Properties of Fourier representation
The main properties of Fourier representation are as follows:
The Convolution Property
One of the most important properties of Fourier representations is the convolution property. The convolution of signals in the time domain transforms to the multiplication of their respective Fourier representations in the frequency domain. With the convolution property, we can analyze the input-output behavior of a linear system in the frequency domain by multiplying transforms instead of convolving time signals.
This can significantly simplify system analysis and offers considerable insight into the system behavior. It is a consequence of complex sinusoids being eigenfunctions of LTI systems. One of the best ways to start is to examine the convolution property as applied to nonperiodic signals, which is discussed in later articles.
Filtering
The multiplication that takes place in the frequency-domain representation gives rise to the notion of filtering. A system presents a different response to components of the input that are at different frequencies in order to perform filtering. Typically, the term “filtering” implies that some frequency components of the input are eliminated while others are passed by the system unchanged. The systems can be described in terms of the type of filtering that they perform on the input signal. A low-pass filter attenuates the high-frequency components of the input and passes the lower frequency components.
In contrast, a high pass filter attenuates low frequencies and passes the high frequencies. A band-pass filter passes signals within a certain frequency band and attenuates signals outside that band. The characterization of the discrete-time filter is based on its behavior in the frequency range -pi< Ω <= pi because its frequency response is periodic. Hence a high-pass discrete-time filter passes frequencies near w and attenuates frequencies near zero.
The passband of a filter is the band of frequencies that are passed by the system, while the stopband refers to the range of frequencies that are attenuated by the system. It is impossible to build a practical system that has discontinuous frequency response characteristics.
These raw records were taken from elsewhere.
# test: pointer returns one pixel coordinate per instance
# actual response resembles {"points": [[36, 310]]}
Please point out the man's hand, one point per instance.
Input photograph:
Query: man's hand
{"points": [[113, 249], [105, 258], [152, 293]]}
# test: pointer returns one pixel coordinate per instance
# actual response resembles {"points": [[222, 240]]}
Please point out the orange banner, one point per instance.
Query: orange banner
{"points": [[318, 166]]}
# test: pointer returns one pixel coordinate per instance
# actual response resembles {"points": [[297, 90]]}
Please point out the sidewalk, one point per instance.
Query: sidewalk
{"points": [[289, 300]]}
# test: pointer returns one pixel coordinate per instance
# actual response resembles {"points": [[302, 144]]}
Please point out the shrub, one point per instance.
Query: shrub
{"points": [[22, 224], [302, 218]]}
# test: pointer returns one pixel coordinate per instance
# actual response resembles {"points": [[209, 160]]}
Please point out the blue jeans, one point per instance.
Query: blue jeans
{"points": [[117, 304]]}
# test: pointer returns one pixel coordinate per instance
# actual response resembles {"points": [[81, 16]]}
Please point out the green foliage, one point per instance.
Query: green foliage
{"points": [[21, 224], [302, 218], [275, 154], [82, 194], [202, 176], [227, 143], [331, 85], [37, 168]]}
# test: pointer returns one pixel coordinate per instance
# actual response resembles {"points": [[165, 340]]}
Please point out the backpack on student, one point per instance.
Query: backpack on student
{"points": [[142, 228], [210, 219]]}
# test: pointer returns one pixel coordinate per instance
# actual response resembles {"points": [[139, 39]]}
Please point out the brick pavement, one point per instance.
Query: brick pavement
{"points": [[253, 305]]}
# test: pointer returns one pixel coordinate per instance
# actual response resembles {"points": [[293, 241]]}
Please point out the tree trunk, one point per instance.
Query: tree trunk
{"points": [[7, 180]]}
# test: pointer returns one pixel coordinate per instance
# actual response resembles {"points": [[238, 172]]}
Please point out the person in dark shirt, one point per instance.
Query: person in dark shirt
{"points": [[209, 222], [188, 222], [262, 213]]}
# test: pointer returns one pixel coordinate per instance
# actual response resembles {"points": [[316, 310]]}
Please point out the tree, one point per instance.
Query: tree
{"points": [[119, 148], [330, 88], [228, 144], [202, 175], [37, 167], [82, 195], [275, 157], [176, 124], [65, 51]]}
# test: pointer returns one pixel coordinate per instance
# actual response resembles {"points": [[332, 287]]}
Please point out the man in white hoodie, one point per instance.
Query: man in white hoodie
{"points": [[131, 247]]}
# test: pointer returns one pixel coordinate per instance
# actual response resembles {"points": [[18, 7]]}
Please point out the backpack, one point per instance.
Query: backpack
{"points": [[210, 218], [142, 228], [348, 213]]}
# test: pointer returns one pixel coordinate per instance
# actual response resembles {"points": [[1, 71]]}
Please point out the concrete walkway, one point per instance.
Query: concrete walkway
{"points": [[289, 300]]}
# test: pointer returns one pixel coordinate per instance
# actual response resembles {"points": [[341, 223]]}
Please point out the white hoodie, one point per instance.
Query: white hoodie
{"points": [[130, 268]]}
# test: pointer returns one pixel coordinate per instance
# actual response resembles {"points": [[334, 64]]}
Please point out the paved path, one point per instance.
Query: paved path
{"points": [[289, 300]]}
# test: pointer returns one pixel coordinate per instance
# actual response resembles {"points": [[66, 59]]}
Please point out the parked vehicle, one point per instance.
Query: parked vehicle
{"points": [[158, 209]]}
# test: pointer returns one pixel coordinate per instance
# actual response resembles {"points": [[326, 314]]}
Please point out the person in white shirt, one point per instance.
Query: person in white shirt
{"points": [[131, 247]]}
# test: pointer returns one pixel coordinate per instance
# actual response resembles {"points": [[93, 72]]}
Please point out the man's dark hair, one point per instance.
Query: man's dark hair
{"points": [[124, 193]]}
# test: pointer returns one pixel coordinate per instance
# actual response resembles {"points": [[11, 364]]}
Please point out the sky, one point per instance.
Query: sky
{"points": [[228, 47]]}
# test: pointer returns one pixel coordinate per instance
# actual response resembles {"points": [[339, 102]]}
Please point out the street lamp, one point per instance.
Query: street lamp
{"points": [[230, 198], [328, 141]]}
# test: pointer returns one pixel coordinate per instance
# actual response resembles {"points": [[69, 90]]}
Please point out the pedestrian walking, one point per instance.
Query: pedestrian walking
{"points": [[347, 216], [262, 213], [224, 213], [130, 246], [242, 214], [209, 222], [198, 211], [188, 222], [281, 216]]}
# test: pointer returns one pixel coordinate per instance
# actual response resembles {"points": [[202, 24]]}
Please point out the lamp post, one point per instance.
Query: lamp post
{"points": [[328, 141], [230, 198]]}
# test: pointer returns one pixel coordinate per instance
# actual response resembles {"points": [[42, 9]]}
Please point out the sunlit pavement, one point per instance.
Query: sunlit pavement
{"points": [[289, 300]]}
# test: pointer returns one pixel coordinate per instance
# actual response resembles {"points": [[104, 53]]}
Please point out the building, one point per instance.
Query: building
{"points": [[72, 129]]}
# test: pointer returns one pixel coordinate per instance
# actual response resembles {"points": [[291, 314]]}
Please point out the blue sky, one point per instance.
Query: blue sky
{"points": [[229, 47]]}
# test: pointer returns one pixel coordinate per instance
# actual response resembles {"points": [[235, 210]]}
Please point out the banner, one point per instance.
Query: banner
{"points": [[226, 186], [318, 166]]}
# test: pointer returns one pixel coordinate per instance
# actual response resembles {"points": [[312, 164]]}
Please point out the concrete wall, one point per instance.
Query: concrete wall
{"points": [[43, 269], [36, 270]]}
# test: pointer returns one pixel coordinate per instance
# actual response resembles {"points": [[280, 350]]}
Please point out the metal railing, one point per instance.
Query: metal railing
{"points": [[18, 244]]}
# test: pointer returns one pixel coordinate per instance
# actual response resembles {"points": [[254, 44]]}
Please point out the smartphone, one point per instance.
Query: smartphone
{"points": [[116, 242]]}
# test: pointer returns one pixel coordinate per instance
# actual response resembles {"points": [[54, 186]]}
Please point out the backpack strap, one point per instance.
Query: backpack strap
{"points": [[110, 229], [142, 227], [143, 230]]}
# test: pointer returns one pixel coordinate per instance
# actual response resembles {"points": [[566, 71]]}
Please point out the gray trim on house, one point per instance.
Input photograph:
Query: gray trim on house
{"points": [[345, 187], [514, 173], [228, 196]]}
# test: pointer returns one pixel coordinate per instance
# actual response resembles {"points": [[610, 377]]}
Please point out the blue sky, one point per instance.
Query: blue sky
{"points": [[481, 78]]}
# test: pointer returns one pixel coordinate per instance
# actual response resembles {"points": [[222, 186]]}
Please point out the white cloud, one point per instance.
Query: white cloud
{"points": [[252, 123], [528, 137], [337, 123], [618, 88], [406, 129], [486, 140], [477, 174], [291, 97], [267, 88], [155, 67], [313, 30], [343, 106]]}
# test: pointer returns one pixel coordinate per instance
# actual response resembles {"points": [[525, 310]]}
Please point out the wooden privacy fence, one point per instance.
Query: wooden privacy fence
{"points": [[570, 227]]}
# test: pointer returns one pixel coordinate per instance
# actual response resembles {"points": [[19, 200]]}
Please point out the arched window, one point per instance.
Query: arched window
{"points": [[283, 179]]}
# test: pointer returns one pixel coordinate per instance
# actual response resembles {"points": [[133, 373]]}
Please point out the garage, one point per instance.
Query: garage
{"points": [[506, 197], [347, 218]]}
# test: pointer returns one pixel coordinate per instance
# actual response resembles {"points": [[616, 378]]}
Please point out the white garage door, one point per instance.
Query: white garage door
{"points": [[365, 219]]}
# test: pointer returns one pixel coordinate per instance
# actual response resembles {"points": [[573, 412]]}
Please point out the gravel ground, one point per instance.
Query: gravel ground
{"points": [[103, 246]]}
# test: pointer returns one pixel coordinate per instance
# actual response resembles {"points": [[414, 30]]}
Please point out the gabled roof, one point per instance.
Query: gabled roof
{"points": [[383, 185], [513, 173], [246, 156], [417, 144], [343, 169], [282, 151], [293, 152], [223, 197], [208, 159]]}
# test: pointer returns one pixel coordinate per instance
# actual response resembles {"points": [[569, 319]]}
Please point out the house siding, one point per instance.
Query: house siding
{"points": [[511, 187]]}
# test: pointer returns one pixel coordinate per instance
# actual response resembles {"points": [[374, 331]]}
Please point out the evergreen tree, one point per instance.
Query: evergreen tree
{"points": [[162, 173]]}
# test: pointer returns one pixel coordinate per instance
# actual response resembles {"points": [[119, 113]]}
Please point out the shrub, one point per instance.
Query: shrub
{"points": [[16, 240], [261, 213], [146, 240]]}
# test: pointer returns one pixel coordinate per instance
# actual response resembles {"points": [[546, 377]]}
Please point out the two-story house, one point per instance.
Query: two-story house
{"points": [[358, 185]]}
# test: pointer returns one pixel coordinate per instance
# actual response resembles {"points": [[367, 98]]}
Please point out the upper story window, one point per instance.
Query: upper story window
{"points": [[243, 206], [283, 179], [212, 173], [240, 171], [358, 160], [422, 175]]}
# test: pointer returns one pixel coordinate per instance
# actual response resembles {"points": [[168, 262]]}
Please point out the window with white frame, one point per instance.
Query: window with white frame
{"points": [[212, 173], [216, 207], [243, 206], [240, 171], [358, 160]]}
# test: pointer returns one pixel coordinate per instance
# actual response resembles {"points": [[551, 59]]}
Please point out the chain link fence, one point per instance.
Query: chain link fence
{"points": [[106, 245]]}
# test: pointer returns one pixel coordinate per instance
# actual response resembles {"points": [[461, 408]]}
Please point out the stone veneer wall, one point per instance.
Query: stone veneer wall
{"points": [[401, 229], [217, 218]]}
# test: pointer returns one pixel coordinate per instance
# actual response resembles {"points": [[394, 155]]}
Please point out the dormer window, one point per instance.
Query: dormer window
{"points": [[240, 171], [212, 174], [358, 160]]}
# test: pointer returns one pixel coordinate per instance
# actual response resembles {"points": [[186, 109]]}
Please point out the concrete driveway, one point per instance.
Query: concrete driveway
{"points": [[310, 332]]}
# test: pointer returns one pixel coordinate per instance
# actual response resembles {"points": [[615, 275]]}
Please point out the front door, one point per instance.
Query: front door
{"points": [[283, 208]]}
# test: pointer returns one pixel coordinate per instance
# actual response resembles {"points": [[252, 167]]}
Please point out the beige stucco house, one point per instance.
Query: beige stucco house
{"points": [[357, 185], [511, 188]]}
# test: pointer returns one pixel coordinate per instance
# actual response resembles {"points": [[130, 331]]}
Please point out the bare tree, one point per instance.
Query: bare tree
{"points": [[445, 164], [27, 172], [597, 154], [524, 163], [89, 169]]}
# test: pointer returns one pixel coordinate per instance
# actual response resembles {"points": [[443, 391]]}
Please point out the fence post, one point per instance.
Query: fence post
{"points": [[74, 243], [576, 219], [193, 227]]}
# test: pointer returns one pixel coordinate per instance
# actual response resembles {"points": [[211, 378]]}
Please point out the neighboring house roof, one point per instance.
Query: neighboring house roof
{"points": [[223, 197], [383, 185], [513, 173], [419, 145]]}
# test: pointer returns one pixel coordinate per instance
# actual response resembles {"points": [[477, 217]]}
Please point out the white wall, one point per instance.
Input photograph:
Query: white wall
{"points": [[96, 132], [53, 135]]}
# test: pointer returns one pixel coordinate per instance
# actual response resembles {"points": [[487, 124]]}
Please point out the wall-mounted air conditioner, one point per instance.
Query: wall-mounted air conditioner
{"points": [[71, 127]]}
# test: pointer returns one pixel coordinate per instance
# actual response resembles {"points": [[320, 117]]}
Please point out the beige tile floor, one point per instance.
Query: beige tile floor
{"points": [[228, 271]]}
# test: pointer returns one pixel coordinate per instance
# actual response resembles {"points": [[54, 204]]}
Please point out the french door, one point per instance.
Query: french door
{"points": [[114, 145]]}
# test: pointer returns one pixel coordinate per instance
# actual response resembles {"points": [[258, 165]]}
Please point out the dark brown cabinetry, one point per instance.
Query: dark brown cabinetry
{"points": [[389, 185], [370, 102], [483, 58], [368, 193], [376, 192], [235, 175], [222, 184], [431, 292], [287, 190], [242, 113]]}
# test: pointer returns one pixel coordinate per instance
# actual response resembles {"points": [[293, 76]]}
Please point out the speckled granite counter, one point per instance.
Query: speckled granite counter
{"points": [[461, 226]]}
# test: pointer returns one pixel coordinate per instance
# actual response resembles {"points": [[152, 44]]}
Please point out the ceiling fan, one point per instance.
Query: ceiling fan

Realistic filters always have a gradual transition from the passband to the stopband. The range of frequencies over which this occurs is known as the transition band. Furthermore, realistic filters do not have zero gain over the entire stopband, but instead, have a very small gain relative to that of the passband. In general, filters with sharp transitions from passband to stopband are more difficult to implement.
The magnitude response of a filter is commonly described in units of decibels, or dB.
The magnitude response in the stopband is normally much smaller than that in the passband, and the details of the stopband response are difficult to visualize on a linear scale. By using decibels, we display the magnitude response on a logarithmic scale and are able to examine the details of the response in both the passband and the stopband.
It can be noted that a unity gain corresponds to zero dB. Therefore, the magnitude response in the filter passband is normally close to zero dB. The edge of the passband is usually defined by the frequencies for which the response is -3 dB, corresponding to a magnitude response of (1/sqrt(2)) the energy spectrum of the filter. As the output is given by:
|Y(jw)| ^2 = |H(jw)|^2 |X(jw)|^2
The -3-dB point corresponds to the frequency at which the filter passes only half of the input power. The -3-dB points have usually termed the cut-off frequencies of the filter. The majority of filtering applications involve real-valued impulse responses, which implies magnitude responses with even symmetry.
Differentiation and integration properties
Differentiation and integration are operations that apply to continuous functions. Hence, we may consider the effect of differentiation and integration with respect to time for a continuous-time signal or with respect to frequency in the FT and DTFT, since these representations are continuous functions of frequency.
Frequency-shift properties
A frequency shift corresponds to multiplication in the time domain by a complex sinusoid whose frequency is equal to the shift. This property is a consequence of the frequency-shift properties of the complex sinusoid. A shift in the frequency of a complex sinusoid is equivalent to a multiplication of the original complex sinusoid by another complex sinusoid whose frequency is equal to the shift.
Since all the Fourier representations are based on complex sinusoids. The frequency shift must be integer-valued in both Fourier series cases. This leads to multiplication by a complex sinusoid whose frequency is an integer multiple of the fundamental frequency. The other observation is that the frequency-shift property is the “dual” of the time-shift property. We may summarize both properties by stating that a shift in one domain, either frequency or time, leads to a multiplication by a complex sinusoid in the other domain.